Corporate behemoths aren't the only ones struggling with Australia's COVID rules. Groups representing small businesses have made similar complaints. Alexi Boyd, CEO of the Council of Small Business Organizations, said the refusal to reopen internal and external borders has hampered the country's economic recovery.
Anti-lockdown protests have flared in Melbourne in recent weeks, leading to hundreds of arrests and chaos like protesters shutting down a major highway. The government in Victoria tried shutting down construction sites in the area after workers participated in the protests. Unsurprisingly, this only made demonstrators angrier.
In recent weeks, the Aussie government has shown some acknowledgement that they might have chosen the wrong course. But with his conservative Liberal Party trailing the Labor opposition in the polls, PM Scott Morrison is under a lot of pressure to stay the course and pray that the latest delta-driven wave finally subsides.
Ping.
The number of fully vaccinated is wrong in the article, it is currently 53.5%
I wonder are these same corporations going to refuse any vaccine passport mandate or will they sack workers who wont get the jab? Self-interest is powerful motivation but will they stand up to be counted when the bottom line is not affected. The federal government has told states that they will soon be losing funding for businesses and those individuals affected by lockdowns once vaccinations reach a certain level. This will put pressure on all the states who have locked down so hard to open up. About time I expect for those poor bastards in continuous lockdown.
forget “cases”.
there have been 1,278 ‘covid’ deaths since the start of the ‘pandemic’, and quite a few of those were ‘historical data’ simply added to the totals.
for most of the pandemic, something like 81% of ‘covid’ deaths in Australia occurred in aged care facilities. many of those deaths - particularly in the State of Victoria - were dubious.

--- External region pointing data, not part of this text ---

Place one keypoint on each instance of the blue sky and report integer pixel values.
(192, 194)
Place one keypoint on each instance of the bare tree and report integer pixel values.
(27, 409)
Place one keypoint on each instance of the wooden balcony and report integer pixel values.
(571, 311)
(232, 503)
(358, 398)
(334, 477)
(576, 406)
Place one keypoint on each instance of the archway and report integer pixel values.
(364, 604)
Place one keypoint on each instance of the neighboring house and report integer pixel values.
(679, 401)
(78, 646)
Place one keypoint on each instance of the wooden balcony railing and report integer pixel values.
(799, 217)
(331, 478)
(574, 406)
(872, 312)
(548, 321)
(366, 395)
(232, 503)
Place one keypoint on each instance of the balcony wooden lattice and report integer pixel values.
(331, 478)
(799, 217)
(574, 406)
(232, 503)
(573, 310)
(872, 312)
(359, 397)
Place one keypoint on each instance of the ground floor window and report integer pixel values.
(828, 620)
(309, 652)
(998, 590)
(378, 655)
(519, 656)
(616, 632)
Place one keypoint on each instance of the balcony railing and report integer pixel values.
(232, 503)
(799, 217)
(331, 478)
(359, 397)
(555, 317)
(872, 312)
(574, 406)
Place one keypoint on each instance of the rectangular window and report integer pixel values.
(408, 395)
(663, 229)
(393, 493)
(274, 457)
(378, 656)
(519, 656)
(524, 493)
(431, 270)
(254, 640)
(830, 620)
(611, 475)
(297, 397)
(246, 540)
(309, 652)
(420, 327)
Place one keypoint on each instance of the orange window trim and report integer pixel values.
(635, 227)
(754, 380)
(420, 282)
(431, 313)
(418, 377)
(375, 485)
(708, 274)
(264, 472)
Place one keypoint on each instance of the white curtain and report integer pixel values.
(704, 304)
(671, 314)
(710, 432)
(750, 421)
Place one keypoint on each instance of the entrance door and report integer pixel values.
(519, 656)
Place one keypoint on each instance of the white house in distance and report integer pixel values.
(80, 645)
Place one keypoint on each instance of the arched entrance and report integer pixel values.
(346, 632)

9 Sept 2020: The Conversation: ‘Died from’ or ‘died with’ COVID-19? We need a transparent approach to counting coronavirus deaths
by Marc Trabsky, Senior Lecturer, La Trobe Law School and Director, Centre for Health, Law and Society, La Trobe University
and Courtney Hempton, Associate Research Fellow, Deakin University
For example, on August 31 Victoria recorded only eight COVID-19 deaths from the previous 24 hours, but also added 33 historical deaths to the toll. According to the state’s Chief Health Officer ***Brett Sutton, this backlog was due to changes in how aged care providers reported COVID-19 deaths, and differences in reporting methods between the state and federal governments.
On September 4 there were six deaths recorded over the previous 24-hours, but a further 53 historical deaths were added to the daily toll, 50 of which were related to aged care.

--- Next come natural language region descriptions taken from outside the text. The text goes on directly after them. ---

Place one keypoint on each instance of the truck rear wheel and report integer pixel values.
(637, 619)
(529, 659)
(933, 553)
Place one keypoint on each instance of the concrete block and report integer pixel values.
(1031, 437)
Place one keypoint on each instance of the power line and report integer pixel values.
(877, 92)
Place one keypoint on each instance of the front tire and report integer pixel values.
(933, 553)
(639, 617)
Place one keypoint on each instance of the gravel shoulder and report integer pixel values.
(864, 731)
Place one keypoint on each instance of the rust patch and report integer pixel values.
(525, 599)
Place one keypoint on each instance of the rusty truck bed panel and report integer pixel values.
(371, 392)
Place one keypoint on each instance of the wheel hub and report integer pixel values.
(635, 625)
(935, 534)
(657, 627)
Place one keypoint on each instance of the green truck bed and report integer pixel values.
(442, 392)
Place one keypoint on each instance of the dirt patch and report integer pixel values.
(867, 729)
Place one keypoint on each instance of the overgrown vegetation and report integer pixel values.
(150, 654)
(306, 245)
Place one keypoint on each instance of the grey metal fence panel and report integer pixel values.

There is a lack of transparency about why there is a discrepancy between how Victoria and the Commonwealth count COVID-19 deaths...
Delays may have been caused by aged care providers struggling to verify not only residents who died from COVID-19, but also those suspected to have died with the virus.
The Victorian and Commonwealth governments are reportedly working to reconcile how COVID-19 deaths are counted and reported. But it may be months or years before detailed death data can be analysed...
https://theconversation.com/died-from-or-died-with-covid-19-we-need-a-transparent-approach-to-counting-coronavirus-deaths-145438
there was no further investigation of the above, so there’s no knowing how many were not really ‘covid’ deaths.